Which means we must boldly go as Christians, to seek out that new life, that new civilization that God wants us to begin here on earth. For us on board the USS St. Peter, it begins as we boldly go with our new mission to reach out in love to children in need in a Russian Orphanage. But this isn’t just about us reaching out to them, but knowing we will also be transformed as we learn about a different culture, as we learn about the faith they inhabit, as we hear their music, taste their food. This is mission is really a two way street, a street that God has us traveling. That our faith will be made new as we reach out our hand in love to others.

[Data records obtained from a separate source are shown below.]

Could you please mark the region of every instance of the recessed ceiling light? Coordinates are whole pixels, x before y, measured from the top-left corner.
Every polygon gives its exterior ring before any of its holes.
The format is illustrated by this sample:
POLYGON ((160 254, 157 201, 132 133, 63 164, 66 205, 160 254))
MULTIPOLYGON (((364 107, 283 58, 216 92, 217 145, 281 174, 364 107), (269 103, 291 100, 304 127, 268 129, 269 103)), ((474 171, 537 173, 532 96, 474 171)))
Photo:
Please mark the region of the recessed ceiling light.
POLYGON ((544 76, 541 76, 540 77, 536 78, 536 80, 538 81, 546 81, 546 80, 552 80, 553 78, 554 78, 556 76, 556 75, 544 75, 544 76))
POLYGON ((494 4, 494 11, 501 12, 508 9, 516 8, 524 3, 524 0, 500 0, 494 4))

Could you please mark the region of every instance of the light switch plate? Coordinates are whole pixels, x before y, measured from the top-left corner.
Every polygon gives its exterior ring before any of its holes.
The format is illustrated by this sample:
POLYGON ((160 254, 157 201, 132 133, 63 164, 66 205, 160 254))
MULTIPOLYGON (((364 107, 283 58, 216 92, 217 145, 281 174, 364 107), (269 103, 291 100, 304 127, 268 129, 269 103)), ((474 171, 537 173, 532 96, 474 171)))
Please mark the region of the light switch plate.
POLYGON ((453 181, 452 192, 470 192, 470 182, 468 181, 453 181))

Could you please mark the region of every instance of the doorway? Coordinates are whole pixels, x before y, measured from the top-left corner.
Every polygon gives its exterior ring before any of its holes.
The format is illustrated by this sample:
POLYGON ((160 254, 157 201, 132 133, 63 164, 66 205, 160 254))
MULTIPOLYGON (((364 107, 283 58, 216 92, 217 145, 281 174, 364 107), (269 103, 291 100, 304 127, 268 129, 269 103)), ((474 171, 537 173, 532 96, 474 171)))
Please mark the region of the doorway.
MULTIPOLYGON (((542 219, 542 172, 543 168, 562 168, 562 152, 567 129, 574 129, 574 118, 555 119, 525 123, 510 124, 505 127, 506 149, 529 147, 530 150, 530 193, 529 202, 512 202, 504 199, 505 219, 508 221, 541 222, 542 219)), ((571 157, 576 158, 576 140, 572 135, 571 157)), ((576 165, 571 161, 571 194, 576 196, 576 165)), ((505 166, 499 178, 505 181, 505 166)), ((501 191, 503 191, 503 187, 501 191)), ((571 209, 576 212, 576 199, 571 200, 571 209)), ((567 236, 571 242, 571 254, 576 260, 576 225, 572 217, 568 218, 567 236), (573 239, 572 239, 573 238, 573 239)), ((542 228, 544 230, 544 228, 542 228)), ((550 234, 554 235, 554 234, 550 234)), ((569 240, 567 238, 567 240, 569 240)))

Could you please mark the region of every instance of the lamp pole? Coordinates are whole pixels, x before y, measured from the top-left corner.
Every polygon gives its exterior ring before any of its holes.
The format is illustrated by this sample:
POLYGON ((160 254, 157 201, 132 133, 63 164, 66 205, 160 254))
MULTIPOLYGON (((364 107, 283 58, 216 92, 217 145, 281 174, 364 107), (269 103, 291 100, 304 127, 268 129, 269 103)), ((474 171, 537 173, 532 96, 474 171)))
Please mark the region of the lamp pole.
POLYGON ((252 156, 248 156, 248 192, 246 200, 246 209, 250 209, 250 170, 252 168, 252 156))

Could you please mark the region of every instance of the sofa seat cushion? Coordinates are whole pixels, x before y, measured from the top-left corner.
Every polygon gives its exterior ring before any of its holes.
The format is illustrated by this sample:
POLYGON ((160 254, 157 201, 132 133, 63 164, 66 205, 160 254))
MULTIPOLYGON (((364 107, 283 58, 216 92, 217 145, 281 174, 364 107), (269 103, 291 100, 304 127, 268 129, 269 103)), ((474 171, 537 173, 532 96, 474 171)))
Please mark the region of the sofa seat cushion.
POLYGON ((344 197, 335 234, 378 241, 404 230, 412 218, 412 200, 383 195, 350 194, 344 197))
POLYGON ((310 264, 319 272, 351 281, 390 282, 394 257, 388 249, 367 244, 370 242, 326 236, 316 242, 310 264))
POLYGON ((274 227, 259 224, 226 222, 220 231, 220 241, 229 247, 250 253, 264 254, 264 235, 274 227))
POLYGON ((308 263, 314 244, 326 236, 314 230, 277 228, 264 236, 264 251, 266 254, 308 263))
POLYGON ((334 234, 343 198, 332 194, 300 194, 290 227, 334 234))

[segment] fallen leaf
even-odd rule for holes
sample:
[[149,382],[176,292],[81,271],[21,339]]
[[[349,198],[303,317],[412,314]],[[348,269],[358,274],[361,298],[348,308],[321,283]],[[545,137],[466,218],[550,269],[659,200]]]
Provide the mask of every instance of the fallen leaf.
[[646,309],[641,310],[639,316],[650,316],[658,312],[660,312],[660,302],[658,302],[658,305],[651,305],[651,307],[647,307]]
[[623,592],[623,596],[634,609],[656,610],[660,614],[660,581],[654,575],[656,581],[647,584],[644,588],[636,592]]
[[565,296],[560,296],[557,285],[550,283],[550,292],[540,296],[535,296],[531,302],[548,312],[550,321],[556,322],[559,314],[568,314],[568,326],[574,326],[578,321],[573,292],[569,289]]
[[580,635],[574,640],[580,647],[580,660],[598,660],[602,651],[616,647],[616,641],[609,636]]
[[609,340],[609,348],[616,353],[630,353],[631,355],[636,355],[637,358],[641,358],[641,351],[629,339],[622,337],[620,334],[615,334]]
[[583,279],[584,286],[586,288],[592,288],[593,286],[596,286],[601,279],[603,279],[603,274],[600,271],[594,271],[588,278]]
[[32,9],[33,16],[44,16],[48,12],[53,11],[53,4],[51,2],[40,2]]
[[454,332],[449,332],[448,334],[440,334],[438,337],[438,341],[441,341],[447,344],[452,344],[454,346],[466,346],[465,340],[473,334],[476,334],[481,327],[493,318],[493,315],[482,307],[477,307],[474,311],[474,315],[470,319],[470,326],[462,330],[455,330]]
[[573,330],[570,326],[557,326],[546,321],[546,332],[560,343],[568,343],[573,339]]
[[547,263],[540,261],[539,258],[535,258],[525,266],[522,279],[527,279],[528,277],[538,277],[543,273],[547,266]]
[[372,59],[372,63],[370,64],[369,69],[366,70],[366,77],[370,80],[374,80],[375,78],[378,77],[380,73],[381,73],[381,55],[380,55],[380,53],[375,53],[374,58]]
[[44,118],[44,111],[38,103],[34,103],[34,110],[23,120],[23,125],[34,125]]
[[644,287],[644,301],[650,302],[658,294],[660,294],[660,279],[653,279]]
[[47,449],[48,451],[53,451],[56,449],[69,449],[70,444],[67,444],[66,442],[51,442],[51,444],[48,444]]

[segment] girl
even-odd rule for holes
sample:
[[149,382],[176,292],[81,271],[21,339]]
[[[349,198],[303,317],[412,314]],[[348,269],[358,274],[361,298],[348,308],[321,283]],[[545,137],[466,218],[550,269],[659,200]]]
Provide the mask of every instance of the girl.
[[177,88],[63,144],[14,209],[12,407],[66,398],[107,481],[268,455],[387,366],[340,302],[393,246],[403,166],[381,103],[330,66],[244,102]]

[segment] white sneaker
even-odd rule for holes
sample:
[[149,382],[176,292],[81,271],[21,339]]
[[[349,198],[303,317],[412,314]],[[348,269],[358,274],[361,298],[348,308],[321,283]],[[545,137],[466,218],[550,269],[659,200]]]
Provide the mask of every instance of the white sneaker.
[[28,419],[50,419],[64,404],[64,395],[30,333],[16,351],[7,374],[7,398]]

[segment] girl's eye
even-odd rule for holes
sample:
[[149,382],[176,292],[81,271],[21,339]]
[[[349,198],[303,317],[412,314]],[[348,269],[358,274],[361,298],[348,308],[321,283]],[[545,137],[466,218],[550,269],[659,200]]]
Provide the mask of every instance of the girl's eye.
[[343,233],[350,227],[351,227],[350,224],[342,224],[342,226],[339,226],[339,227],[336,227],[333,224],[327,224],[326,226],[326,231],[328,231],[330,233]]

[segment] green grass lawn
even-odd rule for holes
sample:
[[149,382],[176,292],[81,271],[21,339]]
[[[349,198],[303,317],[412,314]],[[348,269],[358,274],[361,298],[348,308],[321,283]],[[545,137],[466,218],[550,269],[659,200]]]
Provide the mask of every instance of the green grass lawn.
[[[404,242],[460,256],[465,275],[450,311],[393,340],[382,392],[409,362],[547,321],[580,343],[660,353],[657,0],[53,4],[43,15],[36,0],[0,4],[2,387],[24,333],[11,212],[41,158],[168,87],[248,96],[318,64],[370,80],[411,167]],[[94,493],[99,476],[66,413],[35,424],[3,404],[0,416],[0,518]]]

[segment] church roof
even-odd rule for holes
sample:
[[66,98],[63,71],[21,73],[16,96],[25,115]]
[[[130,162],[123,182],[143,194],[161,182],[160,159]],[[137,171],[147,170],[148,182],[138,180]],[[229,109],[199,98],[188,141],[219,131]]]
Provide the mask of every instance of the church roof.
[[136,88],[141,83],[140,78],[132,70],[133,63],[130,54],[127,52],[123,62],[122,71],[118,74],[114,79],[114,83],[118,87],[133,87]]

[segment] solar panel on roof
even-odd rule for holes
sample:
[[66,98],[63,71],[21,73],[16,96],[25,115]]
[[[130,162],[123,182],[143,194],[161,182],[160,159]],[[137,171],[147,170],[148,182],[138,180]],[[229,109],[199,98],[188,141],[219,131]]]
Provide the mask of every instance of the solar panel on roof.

“The Church’s mission is response to the living God Who in God’s love creates, reveals, judges, redeems, fulfills. It is God who moves through our history to teach and to save, who calls us to receive His love, to learn, to obey and to follow. Mission is not the kindness of the lucky to the unlucky; it is mutual, united obedience to the one God whose mission it is.”
We live out our mission by what we give, what we say, and how we in turn see the new thing God is doing in our lives by God’s mission in this world today. As one person put it,
“Make your life a mission – not an intermission.” (Arnold Glasgow)
It can be scary but it is also enlivening, for the Spirit of God will lead us in fulfilling God’s mission today. So on this day, as we look to see what new things God is calling us into here at St. Peter’s Church and the call for each of us to live out our faith in our daily lives, I invite you into a prayer, a prayer from the Metropolitan Bishop of Moscow in 1876 that speaks to our search for God’s will in our life:
O God, I do not know what to ask of you. You alone know my true needs and love me more than I know how to love. I ask neither for cross nor consolation, but only that I may discern and do your will. Teach me to wait in patience with an open heart, knowing that your ways are not our ways, and your thoughts are not our thoughts. Help me to see where I have erected idols of certitude to defend myself from the demands of your ever unfolding truth: truth you have made known to us in the one who is the truth, our Savior Jesus Christ. Amen.